AlSweigart · December 9, 2024, 5:16pm

I agree, it does seem like an needless fact to have here. I can mention it to the docs folks.

jamestwebber · December 9, 2024, 5:20pm

I assume it’s meant as a cautionary tip, as in “you won’t be able to exhaustively permute a big list with this function, and it’ll take forever to try”.

It might be even more relevant to itertools.permutations as it’s easy to make an (effectively infinite) generator that way. Perhaps a cross-reference would make sense.

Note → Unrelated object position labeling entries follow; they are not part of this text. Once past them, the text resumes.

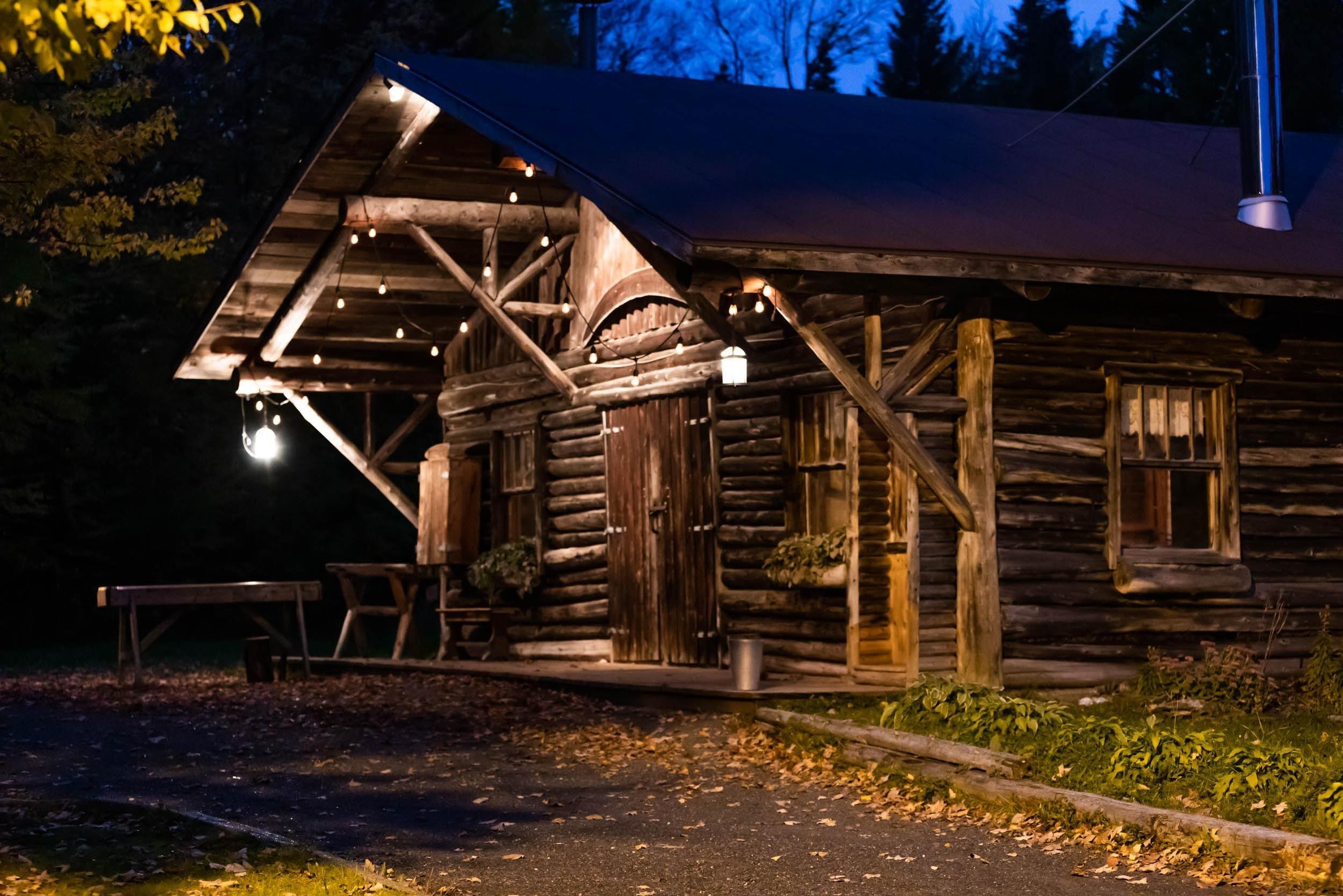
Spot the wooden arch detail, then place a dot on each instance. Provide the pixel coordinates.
(631, 288)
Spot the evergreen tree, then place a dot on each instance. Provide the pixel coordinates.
(1044, 66)
(924, 62)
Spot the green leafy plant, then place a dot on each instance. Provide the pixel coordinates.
(1253, 769)
(802, 559)
(509, 566)
(1155, 755)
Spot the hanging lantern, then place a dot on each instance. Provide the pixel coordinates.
(734, 366)
(265, 445)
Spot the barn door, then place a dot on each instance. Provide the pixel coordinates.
(660, 520)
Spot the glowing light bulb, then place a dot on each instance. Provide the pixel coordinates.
(265, 445)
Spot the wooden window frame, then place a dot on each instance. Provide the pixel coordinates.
(1224, 519)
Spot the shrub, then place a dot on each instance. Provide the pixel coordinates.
(1225, 676)
(509, 566)
(1253, 769)
(1155, 755)
(801, 559)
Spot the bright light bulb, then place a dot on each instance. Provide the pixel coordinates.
(265, 445)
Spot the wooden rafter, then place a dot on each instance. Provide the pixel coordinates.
(362, 462)
(491, 305)
(296, 307)
(870, 401)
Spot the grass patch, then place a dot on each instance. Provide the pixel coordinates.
(90, 849)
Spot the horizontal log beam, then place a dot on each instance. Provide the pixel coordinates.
(513, 219)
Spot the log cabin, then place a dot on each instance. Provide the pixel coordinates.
(1065, 398)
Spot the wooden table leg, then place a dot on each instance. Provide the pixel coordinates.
(135, 641)
(303, 634)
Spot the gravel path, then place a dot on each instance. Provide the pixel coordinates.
(476, 786)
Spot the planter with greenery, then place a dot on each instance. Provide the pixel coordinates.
(810, 561)
(509, 567)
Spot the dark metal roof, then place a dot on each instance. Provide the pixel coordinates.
(695, 164)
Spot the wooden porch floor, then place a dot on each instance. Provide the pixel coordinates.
(625, 683)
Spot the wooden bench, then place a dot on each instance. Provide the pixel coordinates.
(128, 598)
(403, 580)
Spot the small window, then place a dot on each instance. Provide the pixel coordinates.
(818, 448)
(516, 503)
(1172, 454)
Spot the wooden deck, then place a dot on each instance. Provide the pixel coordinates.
(625, 683)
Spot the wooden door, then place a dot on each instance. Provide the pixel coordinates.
(660, 532)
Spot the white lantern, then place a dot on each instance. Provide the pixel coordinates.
(265, 445)
(734, 366)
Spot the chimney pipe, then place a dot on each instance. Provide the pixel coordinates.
(1261, 117)
(587, 37)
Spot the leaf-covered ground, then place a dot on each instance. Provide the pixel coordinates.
(462, 785)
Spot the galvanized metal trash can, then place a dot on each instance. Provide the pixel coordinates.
(746, 656)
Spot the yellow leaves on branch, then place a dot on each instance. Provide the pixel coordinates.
(68, 38)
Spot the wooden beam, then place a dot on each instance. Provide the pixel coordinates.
(486, 303)
(352, 454)
(399, 434)
(513, 219)
(871, 402)
(978, 615)
(537, 310)
(897, 377)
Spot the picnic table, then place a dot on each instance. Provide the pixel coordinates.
(182, 598)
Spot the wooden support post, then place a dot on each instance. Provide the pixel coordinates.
(978, 613)
(876, 407)
(491, 307)
(352, 454)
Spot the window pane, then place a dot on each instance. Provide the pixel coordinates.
(1180, 422)
(825, 503)
(1130, 421)
(1154, 421)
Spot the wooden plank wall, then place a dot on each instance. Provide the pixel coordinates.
(1064, 623)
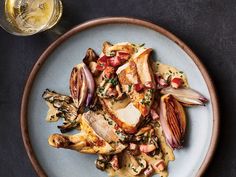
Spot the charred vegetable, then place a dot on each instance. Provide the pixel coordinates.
(173, 120)
(186, 96)
(61, 106)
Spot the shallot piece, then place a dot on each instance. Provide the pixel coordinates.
(186, 96)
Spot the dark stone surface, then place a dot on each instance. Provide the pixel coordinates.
(207, 26)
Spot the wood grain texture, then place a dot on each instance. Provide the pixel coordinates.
(119, 20)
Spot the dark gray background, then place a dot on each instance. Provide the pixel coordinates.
(207, 26)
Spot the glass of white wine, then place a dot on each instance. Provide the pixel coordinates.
(28, 17)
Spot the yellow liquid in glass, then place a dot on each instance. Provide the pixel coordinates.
(31, 16)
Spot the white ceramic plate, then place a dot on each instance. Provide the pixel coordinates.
(53, 71)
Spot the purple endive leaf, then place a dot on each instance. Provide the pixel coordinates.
(91, 84)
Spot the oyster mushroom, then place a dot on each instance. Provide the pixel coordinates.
(173, 120)
(61, 106)
(97, 135)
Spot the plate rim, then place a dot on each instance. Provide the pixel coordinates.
(117, 20)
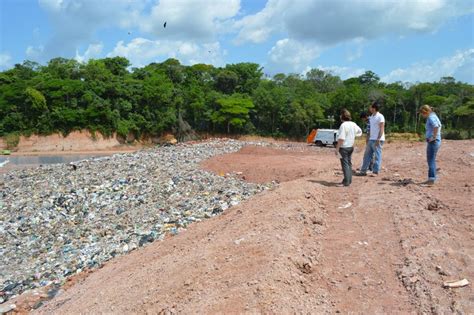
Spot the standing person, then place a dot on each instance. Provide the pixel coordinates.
(366, 120)
(433, 139)
(345, 145)
(376, 141)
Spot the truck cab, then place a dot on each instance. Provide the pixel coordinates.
(326, 136)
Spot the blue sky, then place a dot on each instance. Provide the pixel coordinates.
(400, 40)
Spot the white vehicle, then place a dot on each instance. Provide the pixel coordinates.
(326, 136)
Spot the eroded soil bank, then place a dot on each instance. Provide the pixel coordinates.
(384, 245)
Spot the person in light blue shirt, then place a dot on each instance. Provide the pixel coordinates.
(433, 139)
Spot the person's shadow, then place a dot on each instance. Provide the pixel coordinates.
(324, 183)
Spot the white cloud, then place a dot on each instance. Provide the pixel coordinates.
(460, 65)
(93, 51)
(141, 51)
(34, 53)
(333, 21)
(292, 56)
(356, 53)
(190, 19)
(5, 61)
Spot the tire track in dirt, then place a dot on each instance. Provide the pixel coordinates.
(361, 252)
(296, 249)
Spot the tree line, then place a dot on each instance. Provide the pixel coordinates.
(105, 95)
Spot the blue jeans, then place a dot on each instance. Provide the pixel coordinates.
(370, 150)
(346, 164)
(431, 151)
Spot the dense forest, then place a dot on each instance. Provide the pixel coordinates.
(108, 96)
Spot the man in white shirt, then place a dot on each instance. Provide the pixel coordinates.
(376, 141)
(345, 145)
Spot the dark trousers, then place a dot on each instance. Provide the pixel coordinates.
(346, 163)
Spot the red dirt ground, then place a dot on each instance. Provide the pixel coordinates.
(383, 245)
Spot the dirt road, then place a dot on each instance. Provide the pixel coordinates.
(383, 245)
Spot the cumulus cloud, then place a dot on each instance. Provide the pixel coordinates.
(291, 56)
(333, 21)
(142, 51)
(76, 21)
(196, 19)
(460, 65)
(93, 51)
(34, 53)
(5, 61)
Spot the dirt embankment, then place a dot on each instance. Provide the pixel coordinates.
(75, 142)
(384, 245)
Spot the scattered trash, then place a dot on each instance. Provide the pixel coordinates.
(2, 164)
(456, 284)
(5, 308)
(345, 206)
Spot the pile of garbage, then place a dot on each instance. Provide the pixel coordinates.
(57, 220)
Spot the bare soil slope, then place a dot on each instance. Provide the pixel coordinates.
(385, 244)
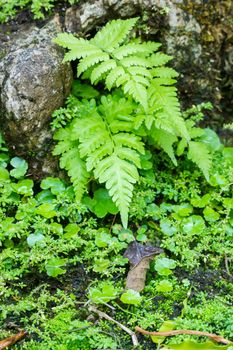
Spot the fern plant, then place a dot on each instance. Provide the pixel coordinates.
(107, 137)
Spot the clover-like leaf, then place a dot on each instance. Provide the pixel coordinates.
(210, 214)
(54, 267)
(104, 294)
(101, 204)
(34, 238)
(164, 266)
(23, 187)
(46, 210)
(164, 286)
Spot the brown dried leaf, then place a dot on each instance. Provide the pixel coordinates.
(137, 251)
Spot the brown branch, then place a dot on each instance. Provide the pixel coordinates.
(215, 337)
(107, 317)
(5, 343)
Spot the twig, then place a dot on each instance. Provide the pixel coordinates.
(107, 317)
(215, 337)
(5, 343)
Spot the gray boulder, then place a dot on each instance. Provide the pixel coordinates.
(33, 83)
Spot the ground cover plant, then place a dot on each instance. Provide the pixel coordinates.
(140, 171)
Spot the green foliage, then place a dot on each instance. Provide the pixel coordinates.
(105, 138)
(131, 297)
(10, 8)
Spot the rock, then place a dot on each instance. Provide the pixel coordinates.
(33, 83)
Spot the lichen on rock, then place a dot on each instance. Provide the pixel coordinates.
(33, 83)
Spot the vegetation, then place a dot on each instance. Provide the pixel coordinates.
(168, 184)
(10, 8)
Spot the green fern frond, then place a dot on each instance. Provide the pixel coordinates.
(113, 34)
(199, 154)
(113, 76)
(93, 159)
(137, 90)
(168, 116)
(90, 61)
(71, 161)
(77, 171)
(139, 71)
(129, 140)
(165, 140)
(119, 176)
(132, 48)
(159, 59)
(164, 72)
(135, 61)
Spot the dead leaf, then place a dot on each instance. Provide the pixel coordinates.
(139, 257)
(215, 337)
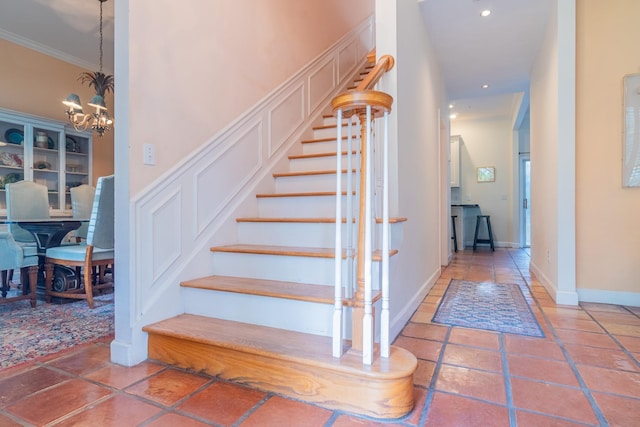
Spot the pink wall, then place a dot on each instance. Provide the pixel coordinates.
(196, 66)
(607, 214)
(35, 83)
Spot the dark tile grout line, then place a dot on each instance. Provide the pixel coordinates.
(506, 376)
(610, 335)
(587, 392)
(507, 382)
(434, 376)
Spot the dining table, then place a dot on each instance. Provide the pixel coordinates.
(48, 233)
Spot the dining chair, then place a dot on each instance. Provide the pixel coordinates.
(26, 200)
(97, 251)
(12, 257)
(81, 203)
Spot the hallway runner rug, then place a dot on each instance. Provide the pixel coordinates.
(490, 306)
(27, 334)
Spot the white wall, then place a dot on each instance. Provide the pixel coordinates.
(488, 142)
(553, 244)
(418, 91)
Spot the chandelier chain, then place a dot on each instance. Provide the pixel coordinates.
(101, 35)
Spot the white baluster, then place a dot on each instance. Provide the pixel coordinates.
(367, 320)
(337, 312)
(349, 216)
(384, 315)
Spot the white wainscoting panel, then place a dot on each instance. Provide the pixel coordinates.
(166, 243)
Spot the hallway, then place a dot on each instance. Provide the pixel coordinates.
(585, 371)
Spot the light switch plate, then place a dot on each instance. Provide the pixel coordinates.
(149, 154)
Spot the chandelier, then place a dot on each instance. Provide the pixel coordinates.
(99, 120)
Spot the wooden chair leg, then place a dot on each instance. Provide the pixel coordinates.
(33, 284)
(88, 285)
(88, 267)
(48, 272)
(5, 283)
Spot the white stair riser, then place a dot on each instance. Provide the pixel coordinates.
(300, 207)
(331, 132)
(327, 146)
(321, 163)
(314, 271)
(311, 235)
(307, 183)
(301, 316)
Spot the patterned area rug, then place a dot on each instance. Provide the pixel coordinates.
(26, 333)
(491, 306)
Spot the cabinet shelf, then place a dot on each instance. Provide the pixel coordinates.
(56, 165)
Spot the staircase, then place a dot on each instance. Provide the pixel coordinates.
(274, 300)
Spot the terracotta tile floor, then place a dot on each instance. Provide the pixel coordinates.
(585, 372)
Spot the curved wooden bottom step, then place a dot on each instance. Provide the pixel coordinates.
(290, 363)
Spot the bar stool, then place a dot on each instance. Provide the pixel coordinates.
(454, 236)
(489, 241)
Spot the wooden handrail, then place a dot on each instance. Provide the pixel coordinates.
(366, 104)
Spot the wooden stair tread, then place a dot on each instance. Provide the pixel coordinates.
(308, 173)
(270, 288)
(332, 126)
(329, 139)
(301, 194)
(289, 251)
(312, 220)
(316, 155)
(280, 344)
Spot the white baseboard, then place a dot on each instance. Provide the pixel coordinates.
(559, 296)
(631, 299)
(401, 319)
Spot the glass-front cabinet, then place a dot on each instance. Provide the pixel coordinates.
(46, 152)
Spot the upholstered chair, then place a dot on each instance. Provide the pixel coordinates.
(12, 258)
(26, 200)
(97, 251)
(81, 203)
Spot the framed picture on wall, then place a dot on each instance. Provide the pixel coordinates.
(486, 174)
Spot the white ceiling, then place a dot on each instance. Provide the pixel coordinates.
(497, 50)
(66, 29)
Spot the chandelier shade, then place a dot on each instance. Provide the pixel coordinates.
(99, 120)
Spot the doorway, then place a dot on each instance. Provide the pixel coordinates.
(525, 200)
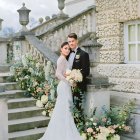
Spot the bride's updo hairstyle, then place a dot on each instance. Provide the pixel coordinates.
(63, 44)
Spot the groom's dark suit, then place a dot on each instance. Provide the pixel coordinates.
(81, 61)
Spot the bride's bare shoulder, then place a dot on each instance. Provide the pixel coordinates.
(61, 59)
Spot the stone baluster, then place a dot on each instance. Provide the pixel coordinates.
(3, 120)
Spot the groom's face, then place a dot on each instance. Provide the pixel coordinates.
(72, 43)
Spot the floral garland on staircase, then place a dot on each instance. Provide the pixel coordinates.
(40, 83)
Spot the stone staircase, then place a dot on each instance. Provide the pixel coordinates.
(25, 121)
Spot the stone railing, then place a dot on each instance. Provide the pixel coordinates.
(81, 24)
(38, 49)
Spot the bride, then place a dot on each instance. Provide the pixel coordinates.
(61, 125)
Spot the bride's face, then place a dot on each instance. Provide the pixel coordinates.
(65, 50)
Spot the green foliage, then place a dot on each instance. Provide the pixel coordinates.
(30, 75)
(109, 125)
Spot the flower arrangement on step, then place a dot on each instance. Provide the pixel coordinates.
(39, 82)
(109, 125)
(74, 76)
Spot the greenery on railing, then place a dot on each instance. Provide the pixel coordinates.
(30, 75)
(109, 125)
(40, 82)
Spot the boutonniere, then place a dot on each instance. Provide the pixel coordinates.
(77, 56)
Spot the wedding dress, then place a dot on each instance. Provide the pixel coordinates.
(61, 125)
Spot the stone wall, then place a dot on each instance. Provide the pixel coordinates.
(3, 52)
(111, 16)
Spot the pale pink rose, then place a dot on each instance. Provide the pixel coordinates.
(89, 130)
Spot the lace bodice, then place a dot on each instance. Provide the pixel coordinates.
(62, 66)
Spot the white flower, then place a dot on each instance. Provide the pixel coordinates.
(24, 60)
(44, 113)
(44, 99)
(50, 113)
(68, 71)
(84, 136)
(74, 75)
(38, 65)
(115, 137)
(47, 69)
(39, 104)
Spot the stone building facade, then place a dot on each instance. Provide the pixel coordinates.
(73, 7)
(118, 30)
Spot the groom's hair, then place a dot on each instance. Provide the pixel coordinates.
(64, 43)
(73, 35)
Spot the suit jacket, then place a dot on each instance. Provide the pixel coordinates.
(81, 61)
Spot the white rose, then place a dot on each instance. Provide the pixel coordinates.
(68, 72)
(50, 113)
(84, 136)
(44, 99)
(39, 104)
(44, 113)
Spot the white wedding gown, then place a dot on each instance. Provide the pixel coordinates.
(61, 125)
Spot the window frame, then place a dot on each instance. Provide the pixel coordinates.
(126, 43)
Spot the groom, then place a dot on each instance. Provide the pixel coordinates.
(78, 59)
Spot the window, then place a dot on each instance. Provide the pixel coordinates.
(132, 42)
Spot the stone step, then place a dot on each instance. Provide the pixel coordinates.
(6, 77)
(32, 134)
(8, 86)
(4, 68)
(12, 94)
(26, 112)
(128, 138)
(21, 102)
(119, 99)
(27, 123)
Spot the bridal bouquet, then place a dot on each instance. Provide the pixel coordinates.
(74, 76)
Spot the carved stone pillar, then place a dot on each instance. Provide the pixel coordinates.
(1, 23)
(24, 17)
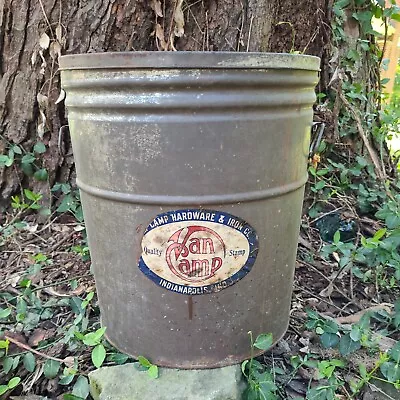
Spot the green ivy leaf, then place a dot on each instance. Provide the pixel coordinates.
(66, 380)
(29, 362)
(41, 175)
(347, 345)
(93, 338)
(263, 341)
(7, 364)
(16, 149)
(329, 340)
(330, 326)
(153, 372)
(395, 352)
(3, 389)
(144, 362)
(39, 148)
(51, 368)
(70, 396)
(28, 159)
(27, 169)
(390, 371)
(14, 382)
(118, 358)
(81, 387)
(336, 237)
(98, 355)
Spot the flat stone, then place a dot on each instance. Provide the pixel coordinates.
(126, 382)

ptmcg · December 9, 2024, 5:24pm

Maybe not “needless”, but some rewording might help, to better indicate that the results of shuffling a large sequence may not select from the number of all possible permutations, due to the limitations in the RNG.

ptmcg · December 9, 2024, 5:25pm

Thanks, after reading a few times, I finally got the connection as you state.

jamestwebber · December 9, 2024, 5:27pm

Yeah thinking about it more, it’s slightly different from how the same warning applies to itertools. Itertools can generate any permutation from a sequence, it’ll just take more time than you have available^[1]. Whereas the PRNG literally cannot sample uniformly from the space of all permutations, because the space grows so large that it exceeds the number of PRNG states.

at some scales one could imagine distributing this tedious job over many machines ↩︎

ptmcg · December 9, 2024, 5:29pm

So would sequence.sort(key=lambda _: random.random()) offer a more complete set of possible results? Or is it just the same underlying constraint, just coming from a different angle?

jamestwebber · December 9, 2024, 5:38pm

I’m probably not the person to ask, I’ve changed my mind a couple times writing this

I think it might be the same problem. You’re basically generating a list of floats between 0 and 1, equal to the size of your list, and sorting it. You’re hoping that the new sequence is some novel permutation of the sequence. But the RNG can only generate so many distinct sequences of floats before it starts to repeat… I don’t think you can generate all the sequences you need.

Rosuav · December 9, 2024, 6:10pm

Shuffling is, ultimately, the selection of one random permutation. If you want to shuffle the list ["spam", "eggs", "sausage", "ham"] there are 4! = 24 possible permutations, and you would expect each one to have 1/24 chance of being selected. But if you had a longer sequence, there would be less certainty of this.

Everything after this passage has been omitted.